Usage: qubes-storage-browse TUI

Launch:

qubes-storage-browse

You’ll see a prompt like:

[my-data] remote:a/b >

…and an fzf list of entries. A preview pane at the bottom can show either stats/content or a persistent commands footer.

Basics

• Enter: enter directory / edit file (opens with the qubes-storage edit workflow).
• .. takes you up one directory.

Persistent preview/footer (toggle)

• Ctrl+H: show footer (commands) in the preview pane (persists).
• Ctrl+G: return to stats/content preview (persists across actions and directory changes).

File preview

• Shows MIME type and the first N lines (default 200) of text files; for binary files, a short hex dump.
  PREVIEW_MAX_LINES and PREVIEW_MAX_BYTES are tunable via environment variables.

View full file

• Ctrl+F: open the full file content in less.
  The browser maintains a small local cache; it automatically re-pulls the file whenever size or modification time changes in the storage qube (fingerprint check), so previews and views stay fresh after edits/pushes.

Navigation & actions (default bindings)

• Ctrl+U: up (cd ..)
• Ctrl+J: jump to a remote path (cd <path>)
• Ctrl+N: create directory (mkdir)
• Ctrl+R: rename/move (mv) — works for files and directories
• Ctrl+Y: copy (cp) — works for files and directories
• Ctrl+D: delete (file → rm; dir → rmdir) — with confirmation
• Ctrl+P: pull selected file to the current local directory
• Ctrl+W: push a local file (prompt for local path) into the current remote directory
• Ctrl+S: show stat in less
• Ctrl+O: open full help in less
• Esc: quit

The TUI reads the storage VM name by parsing the STORAGE_VM="..." line from your installed qubes-storage script (no separate config file needed). The prompt shows it as [VM] remote:<path> >.

---

Configuration & Conventions

• Storage VM base path: /home/user/shared (server-side).
  If you change it, update the RPC scripts accordingly and re-install.
• Client working dir state: ${XDG_CACHE_HOME:-$HOME/.cache}/qubes-storage-path
• TUI cache: ${XDG_CACHE_HOME:-$HOME/.cache}/qubes-storage-browse/
• TUI preview tuning (set as env vars if you like):

  PREVIEW_MAX_LINES=300 PREVIEW_MAX_BYTES=$((2*1024*1024)) qubes-storage-browse

---

Troubleshooting

“Permission denied” on qrexec / service not found

• Verify dom0 policy rules (typos, wrong VM names).
• Ensure /etc/qubes-rpc/user.Storage* exist in the storage VM and are executable.

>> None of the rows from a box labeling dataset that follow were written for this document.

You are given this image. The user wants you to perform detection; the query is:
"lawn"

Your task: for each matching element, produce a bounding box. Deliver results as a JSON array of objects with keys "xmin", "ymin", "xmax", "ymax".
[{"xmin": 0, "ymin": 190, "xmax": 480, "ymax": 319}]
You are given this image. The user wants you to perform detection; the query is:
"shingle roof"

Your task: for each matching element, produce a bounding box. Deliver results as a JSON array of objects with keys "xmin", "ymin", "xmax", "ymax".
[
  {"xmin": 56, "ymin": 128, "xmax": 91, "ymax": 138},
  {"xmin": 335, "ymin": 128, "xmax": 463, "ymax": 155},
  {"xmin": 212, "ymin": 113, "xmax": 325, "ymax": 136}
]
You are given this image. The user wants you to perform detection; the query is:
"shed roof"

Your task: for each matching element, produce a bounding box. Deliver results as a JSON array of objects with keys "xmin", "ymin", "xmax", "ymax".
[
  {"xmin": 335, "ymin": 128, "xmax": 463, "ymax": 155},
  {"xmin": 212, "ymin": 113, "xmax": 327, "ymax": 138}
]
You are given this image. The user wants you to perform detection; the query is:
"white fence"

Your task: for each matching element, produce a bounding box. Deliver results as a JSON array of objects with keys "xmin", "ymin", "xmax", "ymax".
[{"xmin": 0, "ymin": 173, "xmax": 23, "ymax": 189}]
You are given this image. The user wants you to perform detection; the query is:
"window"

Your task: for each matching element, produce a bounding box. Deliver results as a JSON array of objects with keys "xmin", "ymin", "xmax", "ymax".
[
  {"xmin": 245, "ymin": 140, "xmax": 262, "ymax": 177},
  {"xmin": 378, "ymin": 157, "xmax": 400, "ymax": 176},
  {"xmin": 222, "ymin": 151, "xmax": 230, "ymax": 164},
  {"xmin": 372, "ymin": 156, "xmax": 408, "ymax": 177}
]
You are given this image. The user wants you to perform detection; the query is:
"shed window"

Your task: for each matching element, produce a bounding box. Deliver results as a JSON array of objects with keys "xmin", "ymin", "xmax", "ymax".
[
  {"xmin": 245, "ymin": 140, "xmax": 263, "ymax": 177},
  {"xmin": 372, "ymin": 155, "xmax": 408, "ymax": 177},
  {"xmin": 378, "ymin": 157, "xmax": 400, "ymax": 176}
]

cd appears to “forget” the directory

• cd only updates the client cache if the directory exists on the storage side. Check with:

  printf '%s\n' "<dir>" | qrexec-client-vm my-data user.StorageStat

TUI preview doesn’t match edited file

• The browser auto-refreshes previews via a fingerprint check (size + modify timestamp). If you still observe stale content, ensure:
  • stat output in the storage VM includes Size: and Modify: lines (GNU stat).
  • Client and storage qube clocks are sane.

Enter triggers wrong action

• In fzf, Enter equals Ctrl+M. The TUI does not bind Ctrl+M to other actions; if you customize bindings, avoid Ctrl+M.

Binary file previews look noisy

• Install util-linux (for hexdump) to get a compact hex dump; or press Ctrl+F to view the file in less instead.

---

FAQ

Q: Why are “rename” and “move” a single command?
Because on Unix, mv already does both: rename within a directory or move across directories. The server’s StorageMove supports files and directories.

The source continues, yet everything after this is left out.